= Otto Veraguth =

Swiss neurologist

Otto Veraguth (13 May 1870, Chur – 17 December 1944) was a Swiss neurologist.

In 1895 he received his doctorate at Zurich, where he trained under Constantin von Monakow (1853–1930). In 1900 he obtained his habilitation for neurology, and in 1918 was appointed associate professor of physical therapy at the University of Zurich. From 1922 to 1924 he was president of the Schweizerischen Neurologischen Gesellschaft (Swiss Neurological Society).

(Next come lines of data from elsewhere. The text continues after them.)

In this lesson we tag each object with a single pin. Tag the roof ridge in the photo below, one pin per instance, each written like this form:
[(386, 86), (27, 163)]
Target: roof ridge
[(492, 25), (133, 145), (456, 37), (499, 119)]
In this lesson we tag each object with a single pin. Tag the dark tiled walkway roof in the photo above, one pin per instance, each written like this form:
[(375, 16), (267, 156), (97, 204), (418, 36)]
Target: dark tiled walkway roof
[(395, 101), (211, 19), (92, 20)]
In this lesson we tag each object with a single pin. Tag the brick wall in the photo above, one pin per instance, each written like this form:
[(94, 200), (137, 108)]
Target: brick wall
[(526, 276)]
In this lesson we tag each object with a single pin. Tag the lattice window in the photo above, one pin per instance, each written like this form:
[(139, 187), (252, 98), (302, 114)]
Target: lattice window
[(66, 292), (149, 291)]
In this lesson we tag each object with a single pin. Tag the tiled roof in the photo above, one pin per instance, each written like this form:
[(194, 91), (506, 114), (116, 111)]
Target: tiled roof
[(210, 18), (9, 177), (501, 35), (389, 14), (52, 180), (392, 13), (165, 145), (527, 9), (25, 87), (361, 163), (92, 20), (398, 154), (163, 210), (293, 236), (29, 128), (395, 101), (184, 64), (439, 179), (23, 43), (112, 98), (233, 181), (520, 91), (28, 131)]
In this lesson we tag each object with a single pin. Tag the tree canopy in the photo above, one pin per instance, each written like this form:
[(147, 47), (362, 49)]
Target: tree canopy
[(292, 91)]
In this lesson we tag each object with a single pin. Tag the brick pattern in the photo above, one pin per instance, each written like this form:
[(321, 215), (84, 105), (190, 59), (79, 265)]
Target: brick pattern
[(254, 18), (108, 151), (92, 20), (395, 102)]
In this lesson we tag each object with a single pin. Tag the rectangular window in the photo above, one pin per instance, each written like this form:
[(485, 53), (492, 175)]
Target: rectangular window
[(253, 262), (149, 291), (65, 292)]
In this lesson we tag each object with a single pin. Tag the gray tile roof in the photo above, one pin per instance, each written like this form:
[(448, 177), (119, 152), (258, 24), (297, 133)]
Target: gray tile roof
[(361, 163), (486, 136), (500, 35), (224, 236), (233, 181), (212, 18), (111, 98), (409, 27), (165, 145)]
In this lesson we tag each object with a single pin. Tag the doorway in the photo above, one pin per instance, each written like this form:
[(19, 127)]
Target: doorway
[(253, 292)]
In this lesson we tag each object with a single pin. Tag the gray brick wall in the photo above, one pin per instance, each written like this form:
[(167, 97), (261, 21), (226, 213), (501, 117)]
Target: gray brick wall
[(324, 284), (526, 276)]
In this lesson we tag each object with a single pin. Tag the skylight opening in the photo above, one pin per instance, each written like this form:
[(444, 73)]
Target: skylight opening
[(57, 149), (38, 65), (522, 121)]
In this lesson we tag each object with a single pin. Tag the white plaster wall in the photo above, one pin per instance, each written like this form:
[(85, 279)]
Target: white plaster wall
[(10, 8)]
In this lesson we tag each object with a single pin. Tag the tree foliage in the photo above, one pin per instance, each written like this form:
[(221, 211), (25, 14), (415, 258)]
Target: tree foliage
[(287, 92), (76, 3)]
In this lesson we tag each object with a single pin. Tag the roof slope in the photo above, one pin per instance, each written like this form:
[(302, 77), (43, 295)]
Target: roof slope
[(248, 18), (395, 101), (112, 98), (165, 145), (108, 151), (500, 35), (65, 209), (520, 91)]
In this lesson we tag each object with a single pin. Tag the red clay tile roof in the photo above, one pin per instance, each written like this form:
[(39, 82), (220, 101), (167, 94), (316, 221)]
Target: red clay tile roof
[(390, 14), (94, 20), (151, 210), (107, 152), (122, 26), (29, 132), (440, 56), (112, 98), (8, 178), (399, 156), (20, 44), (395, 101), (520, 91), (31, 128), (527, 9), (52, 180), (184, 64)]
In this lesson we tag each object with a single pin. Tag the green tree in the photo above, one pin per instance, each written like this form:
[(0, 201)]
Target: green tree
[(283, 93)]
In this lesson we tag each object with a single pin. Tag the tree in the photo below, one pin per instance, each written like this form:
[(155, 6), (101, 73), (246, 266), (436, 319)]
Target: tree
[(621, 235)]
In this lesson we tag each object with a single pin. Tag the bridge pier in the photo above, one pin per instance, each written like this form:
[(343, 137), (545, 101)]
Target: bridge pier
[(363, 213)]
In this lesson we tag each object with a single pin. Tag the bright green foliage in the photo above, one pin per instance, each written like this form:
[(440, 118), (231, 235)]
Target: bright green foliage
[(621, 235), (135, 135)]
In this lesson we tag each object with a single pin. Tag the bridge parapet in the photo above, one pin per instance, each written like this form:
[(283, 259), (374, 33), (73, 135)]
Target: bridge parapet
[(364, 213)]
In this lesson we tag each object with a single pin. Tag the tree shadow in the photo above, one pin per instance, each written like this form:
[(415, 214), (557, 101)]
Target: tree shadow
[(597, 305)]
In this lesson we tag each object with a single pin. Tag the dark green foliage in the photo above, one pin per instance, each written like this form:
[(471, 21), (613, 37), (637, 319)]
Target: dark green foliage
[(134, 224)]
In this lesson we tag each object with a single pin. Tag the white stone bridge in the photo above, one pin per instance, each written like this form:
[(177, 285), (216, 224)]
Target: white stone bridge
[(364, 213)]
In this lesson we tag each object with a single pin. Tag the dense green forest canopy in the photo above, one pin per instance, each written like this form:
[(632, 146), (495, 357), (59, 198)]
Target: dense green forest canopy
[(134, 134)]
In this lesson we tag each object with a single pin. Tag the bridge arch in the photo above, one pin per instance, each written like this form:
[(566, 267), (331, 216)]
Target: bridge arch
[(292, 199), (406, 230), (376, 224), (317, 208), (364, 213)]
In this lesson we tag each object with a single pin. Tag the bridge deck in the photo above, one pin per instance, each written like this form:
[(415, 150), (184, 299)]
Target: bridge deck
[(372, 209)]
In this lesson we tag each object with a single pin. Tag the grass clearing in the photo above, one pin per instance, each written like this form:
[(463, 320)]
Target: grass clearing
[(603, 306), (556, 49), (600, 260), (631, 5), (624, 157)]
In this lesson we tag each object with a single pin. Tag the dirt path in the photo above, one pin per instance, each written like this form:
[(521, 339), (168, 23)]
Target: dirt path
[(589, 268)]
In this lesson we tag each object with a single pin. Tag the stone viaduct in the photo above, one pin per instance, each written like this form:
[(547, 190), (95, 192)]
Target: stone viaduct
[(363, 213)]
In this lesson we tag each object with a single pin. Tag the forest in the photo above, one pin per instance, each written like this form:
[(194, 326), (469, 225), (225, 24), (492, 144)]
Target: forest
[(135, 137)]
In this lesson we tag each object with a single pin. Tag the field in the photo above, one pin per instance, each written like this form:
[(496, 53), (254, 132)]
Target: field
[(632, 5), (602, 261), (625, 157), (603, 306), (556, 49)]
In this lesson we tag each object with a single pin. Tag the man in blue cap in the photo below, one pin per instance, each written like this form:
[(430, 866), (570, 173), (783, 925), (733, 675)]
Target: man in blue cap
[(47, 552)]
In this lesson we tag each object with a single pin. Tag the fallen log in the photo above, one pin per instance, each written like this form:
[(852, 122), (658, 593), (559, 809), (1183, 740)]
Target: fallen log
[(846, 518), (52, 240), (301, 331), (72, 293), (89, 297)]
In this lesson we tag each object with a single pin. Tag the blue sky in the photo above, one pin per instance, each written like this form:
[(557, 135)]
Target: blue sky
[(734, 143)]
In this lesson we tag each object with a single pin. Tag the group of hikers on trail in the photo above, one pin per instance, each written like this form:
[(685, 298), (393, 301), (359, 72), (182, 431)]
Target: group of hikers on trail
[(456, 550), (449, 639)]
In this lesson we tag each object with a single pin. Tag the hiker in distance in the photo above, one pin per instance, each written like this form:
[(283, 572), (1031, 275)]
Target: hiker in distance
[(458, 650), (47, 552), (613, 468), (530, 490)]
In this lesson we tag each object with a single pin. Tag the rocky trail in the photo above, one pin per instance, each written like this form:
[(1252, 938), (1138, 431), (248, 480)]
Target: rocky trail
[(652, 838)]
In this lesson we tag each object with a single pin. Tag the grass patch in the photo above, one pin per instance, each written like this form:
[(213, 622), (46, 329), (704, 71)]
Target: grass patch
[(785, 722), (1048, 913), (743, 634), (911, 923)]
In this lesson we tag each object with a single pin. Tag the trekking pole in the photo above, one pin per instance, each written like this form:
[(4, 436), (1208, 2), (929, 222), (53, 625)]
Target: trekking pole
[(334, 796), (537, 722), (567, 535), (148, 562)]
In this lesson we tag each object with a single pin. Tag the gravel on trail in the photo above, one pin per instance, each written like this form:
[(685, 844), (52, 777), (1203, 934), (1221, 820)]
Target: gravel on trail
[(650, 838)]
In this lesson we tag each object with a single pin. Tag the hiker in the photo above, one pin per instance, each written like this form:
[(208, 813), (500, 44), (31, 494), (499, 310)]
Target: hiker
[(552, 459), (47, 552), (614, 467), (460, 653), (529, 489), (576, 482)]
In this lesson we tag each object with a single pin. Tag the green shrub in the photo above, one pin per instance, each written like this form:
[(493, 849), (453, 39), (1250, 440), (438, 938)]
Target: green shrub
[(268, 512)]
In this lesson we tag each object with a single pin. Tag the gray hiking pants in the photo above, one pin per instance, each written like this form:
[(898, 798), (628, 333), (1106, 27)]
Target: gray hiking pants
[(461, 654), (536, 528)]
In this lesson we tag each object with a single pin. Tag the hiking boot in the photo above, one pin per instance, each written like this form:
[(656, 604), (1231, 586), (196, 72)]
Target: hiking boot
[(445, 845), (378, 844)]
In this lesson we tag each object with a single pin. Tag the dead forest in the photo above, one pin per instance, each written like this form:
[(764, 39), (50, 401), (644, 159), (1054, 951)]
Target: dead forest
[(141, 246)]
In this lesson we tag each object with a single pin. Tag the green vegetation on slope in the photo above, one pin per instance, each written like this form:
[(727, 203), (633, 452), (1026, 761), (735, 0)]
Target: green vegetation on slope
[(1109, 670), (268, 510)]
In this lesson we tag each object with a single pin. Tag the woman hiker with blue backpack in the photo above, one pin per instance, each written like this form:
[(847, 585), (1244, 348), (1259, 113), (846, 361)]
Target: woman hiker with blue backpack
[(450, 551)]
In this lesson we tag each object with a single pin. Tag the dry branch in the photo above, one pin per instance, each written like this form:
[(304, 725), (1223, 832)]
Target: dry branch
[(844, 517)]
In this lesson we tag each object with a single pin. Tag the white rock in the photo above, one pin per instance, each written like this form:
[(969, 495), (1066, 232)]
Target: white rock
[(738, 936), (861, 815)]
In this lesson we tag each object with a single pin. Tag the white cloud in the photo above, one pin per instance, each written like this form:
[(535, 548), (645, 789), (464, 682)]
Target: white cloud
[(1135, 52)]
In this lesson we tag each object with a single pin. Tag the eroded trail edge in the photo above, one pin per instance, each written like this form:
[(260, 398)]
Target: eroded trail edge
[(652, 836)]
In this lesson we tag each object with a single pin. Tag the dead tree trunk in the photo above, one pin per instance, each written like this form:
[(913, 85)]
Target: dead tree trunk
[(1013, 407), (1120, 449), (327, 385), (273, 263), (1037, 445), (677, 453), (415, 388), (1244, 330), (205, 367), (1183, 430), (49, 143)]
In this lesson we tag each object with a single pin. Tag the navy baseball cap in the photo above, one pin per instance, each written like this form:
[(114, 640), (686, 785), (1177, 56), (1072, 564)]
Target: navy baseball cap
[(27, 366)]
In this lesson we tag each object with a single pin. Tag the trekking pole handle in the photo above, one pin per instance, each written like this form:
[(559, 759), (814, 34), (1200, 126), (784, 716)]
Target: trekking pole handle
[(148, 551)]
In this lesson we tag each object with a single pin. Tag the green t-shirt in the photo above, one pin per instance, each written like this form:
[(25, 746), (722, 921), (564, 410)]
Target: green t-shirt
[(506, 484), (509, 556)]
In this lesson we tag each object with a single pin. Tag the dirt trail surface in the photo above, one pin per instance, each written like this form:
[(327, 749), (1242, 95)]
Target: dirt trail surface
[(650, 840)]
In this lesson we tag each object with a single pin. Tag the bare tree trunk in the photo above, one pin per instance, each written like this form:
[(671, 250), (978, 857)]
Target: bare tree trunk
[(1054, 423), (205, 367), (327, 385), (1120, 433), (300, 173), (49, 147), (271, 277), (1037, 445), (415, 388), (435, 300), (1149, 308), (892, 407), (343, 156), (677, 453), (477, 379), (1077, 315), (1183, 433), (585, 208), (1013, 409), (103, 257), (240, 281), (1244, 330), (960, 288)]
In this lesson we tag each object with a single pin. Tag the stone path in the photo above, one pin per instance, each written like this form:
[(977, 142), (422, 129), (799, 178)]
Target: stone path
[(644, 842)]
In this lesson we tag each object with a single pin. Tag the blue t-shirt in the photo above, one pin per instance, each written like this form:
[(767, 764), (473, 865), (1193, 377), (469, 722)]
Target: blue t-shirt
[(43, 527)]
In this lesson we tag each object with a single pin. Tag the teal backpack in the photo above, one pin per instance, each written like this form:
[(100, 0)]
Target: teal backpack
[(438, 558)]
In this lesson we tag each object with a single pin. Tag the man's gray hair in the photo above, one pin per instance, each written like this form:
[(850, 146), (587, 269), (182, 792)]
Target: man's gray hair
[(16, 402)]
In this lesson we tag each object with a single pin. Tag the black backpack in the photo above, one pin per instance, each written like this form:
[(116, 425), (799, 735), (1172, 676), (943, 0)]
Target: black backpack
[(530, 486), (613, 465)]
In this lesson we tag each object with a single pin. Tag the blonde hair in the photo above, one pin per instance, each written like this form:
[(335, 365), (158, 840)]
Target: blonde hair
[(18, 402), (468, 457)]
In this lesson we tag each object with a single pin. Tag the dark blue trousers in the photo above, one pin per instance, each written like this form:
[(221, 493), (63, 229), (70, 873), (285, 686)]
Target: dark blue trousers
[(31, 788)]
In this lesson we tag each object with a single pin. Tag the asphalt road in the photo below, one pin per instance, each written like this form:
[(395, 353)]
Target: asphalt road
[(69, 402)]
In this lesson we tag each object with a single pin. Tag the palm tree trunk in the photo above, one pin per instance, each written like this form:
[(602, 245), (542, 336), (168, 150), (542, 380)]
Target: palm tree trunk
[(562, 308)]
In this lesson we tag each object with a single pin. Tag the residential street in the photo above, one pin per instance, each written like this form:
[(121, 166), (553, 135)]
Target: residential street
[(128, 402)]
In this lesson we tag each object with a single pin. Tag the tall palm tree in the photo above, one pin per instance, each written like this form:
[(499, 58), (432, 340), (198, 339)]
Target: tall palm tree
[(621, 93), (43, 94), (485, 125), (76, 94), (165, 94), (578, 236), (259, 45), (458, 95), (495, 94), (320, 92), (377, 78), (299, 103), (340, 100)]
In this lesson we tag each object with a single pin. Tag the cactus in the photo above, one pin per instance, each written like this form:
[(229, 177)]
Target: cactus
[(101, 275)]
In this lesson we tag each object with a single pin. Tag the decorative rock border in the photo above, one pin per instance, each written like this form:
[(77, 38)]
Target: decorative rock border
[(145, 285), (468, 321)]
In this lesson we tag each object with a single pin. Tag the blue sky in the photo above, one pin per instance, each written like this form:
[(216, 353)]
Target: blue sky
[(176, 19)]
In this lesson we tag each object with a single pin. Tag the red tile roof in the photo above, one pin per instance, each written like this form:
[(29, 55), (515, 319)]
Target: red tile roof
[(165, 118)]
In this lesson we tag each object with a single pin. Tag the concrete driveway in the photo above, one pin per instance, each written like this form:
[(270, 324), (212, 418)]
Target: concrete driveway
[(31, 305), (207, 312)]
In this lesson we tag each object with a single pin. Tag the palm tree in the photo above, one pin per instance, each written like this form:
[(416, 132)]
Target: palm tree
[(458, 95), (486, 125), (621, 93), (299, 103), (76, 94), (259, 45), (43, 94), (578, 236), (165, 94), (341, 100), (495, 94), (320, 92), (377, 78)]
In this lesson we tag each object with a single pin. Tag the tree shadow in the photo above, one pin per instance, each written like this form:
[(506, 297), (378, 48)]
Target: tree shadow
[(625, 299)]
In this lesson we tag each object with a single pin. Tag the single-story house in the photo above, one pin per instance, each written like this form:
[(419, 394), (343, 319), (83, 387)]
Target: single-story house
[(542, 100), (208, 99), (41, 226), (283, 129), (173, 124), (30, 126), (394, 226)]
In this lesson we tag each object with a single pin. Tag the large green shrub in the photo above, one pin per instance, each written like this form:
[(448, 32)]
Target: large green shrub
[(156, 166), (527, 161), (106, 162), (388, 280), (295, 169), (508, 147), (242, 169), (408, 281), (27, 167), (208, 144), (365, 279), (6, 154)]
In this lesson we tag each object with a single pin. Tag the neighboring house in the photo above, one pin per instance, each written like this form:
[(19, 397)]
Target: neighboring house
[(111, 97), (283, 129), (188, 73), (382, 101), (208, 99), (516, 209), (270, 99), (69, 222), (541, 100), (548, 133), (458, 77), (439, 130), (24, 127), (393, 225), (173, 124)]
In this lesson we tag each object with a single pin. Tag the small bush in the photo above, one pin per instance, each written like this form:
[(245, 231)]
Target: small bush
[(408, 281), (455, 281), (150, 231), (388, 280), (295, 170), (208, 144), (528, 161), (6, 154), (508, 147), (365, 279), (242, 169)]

In the 1900s he published a study of a phenomenon he called "psychogalvanic reflex" associated with observed changes in the electrical properties of the skin. In his research he noticed that emotional stimuli caused greater deflections (higher readings) on a galvanometer that was connected to the skin via electrodes than did neutral stimuli.

His name is associated with "Veraguth's fold", a fold of skin on the upper eyelid that purportedly is a characteristic of individuals suffering from depression. Veraguth used the terms "micro- and macroscopic aura" in association with epilepsy and migraine, in which objects and stimuli in the environment appear to be disproportionally small or large.

== Publications ==
- Ueber Mikropsie und Makropsie, 1903 - On micropsia and macropsia.
- Kultur und Nervensystem, Zurich, 1904. - Culture and the nervous system.
- Das psychogalvanische Reflexphänomen, Berlin, 1909 - The psychogalvanic reflex phenomena.
- Neurasthenia, Berlin, 1910 - Neurasthenia.
- Otto Veraguth, 1870-1944 : Neurologe und Professor für physikalische Therapie by Peter Süssli, 1991.